12th Annual Jolt and Productivity Awards

(Page 4 of 8)
July 2002: The 12th Annual Software Development Jolt & Productivity Awards

July 2002


JProbe Suite
Sitraka

Perceptions of Java performance are reminiscent of a classic Midwestern complaint: "Everyone's talkin' about the weather, but nobody's doin' a darn thing about it." How true for Java performance—and how peculiar. Despite the hundreds of Java IDEs, libraries, components and other tools, virtually no company provides tools for speeding up Java code.

The lone exception is Sitraka, a Toronto, Canada-based company (www.sitraka.com) that had the gumption to tackle this task. The JProbe suite comprises several products of which the centerpiece is the eponymous profiler and memory debugger. Run a program on this profiler and up pops a series of detailed and extensive views of code performance. The usual by-line, by-function data is supplemented by advanced graphing elements and numerous filtering options.

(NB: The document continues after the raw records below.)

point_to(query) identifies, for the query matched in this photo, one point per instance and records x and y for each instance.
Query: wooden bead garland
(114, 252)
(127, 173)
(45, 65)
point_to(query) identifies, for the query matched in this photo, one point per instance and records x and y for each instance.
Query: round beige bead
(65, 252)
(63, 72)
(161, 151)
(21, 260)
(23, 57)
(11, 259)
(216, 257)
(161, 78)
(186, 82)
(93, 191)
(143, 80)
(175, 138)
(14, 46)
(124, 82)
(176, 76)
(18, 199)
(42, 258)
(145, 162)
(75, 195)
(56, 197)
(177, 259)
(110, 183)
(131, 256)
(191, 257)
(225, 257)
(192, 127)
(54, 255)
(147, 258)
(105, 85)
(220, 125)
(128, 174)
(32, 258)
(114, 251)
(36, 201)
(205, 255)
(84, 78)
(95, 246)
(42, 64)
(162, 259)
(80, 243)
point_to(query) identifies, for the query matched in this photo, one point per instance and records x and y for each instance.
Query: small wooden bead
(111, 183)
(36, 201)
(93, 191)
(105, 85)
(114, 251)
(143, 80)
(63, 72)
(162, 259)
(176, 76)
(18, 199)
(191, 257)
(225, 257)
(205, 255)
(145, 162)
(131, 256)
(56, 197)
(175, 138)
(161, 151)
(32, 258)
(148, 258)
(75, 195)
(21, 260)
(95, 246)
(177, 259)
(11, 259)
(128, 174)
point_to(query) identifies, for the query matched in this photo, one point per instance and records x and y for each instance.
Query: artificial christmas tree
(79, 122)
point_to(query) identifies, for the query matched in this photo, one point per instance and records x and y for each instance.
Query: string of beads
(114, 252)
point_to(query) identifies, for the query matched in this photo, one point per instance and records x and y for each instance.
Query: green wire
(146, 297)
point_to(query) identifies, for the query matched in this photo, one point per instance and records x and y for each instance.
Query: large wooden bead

Lee Garrison, vice president of marketing, Sitraka

The profiler, like all Sitraka tools, can be used for years without recourse to the manual or the help file. The profiler also has memory debugging tools, which lets you examine memory allocations and objects on the heap so as to reduce the frequency of garbage collection. The thread analyzer helps you in the tricky business of predicting and detecting stalls, deadlocks and race conditions. Finally, the coverage tool locates and measures untested Java code, aiding in accurate assessments of the reliability of test runs. All the tools come in both client and server implementations.

With JProbe Suite, it's easy to show off your code in its Sunday-go-to-meeting best.

—Andrew Binstock

Ant
The Apache Project

It's a truism that open-source projects start with a programmer's personal itch. So it was with Apache Ant (jakarta.apache.org/ant): Existing build tools all had limitations that drove Ant's original author (James Duncan Davidson) to create one that was truly cross-platform, with no dependencies on the format of shell commands, the existence of command-line tools, or indeed much of anything besides a Java virtual machine (and programmers who can handle XML files).

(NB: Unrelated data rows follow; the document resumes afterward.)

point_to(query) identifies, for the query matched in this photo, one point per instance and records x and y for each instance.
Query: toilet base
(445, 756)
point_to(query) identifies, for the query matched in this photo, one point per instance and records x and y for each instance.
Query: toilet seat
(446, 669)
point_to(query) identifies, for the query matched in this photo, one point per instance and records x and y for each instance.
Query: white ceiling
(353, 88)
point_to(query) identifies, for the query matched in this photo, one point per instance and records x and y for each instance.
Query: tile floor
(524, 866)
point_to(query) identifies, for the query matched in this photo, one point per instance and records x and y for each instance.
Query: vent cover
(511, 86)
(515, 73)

Since its genesis as a special-purpose build tool for Tomcat, Ant's popularity has exploded, making it the builder of choice for projects across the Apache spectrum, then far beyond it. Ant plays nicely with many tools and IDEs, including the AspectJ compiler, the NetBeans and Sun Forte IDEs, Borland's JBuilder, Oracle's JDeveloper and IntelliJ's IDEA.

—Rick Wayne

VM Workstation
VMWare

VM Workstation by VMWare (Palo Alto, Calif.; www.vmware.com) allows you to run multiple virtual machines on top of a Windows (NT, 2000, XP) or Linux host. Each virtual machine can run its own operating system, such as DOS, FreeBSD, OS/2 or any flavor of Windows. All virtual machines have access to system hardware such as network adapters, USB adapters, and the display and software such as the clipboard.

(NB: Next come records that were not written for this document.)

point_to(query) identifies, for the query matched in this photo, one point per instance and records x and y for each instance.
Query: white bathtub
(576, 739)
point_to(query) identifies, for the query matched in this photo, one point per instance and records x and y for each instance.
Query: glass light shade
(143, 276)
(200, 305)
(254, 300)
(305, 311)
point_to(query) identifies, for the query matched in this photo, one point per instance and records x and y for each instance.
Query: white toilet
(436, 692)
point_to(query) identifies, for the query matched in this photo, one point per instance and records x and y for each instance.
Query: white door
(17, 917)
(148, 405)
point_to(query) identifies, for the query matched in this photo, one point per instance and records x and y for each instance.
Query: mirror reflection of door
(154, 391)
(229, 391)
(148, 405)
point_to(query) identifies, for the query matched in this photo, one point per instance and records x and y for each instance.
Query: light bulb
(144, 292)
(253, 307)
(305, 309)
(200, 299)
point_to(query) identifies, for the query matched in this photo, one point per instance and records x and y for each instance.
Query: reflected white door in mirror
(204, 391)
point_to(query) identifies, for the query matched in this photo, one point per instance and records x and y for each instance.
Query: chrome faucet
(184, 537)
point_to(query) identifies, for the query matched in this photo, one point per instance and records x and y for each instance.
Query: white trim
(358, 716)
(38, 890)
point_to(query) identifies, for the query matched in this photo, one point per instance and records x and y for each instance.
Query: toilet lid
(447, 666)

Software developers and testers can now develop and test on multiple platforms using a single PC without requiring a multiple-boot manager. The disk rollback feature allows each virtual machine the ability to accept or reject all changes made during the session.

—Dana Cline

DashO-Pro
preEmptive Solutions

DashO-Pro by preEmptive Solutions (Cleveland, Ohio; www.preemptive.com) solves three problems for Java developers: It reduces the size of, improves performance of and obfuscates compiled Java code to make reverse-engineering more difficult. DashO-Pro determines exactly what classes, methods and variables an application needs and creates a package with only the needed elements. It renames methods, fields and classes using compact, usually single-character, names. Further, it reuses names whenever possible, making reverse-engineering more difficult. Application size is greatly reduced and performance is increased. Serialized classes can be obfuscated, too. Extensive configuration options allow DashO-Pro to support reflection, building API libraries, class inclusion or exclusion, and special naming needs.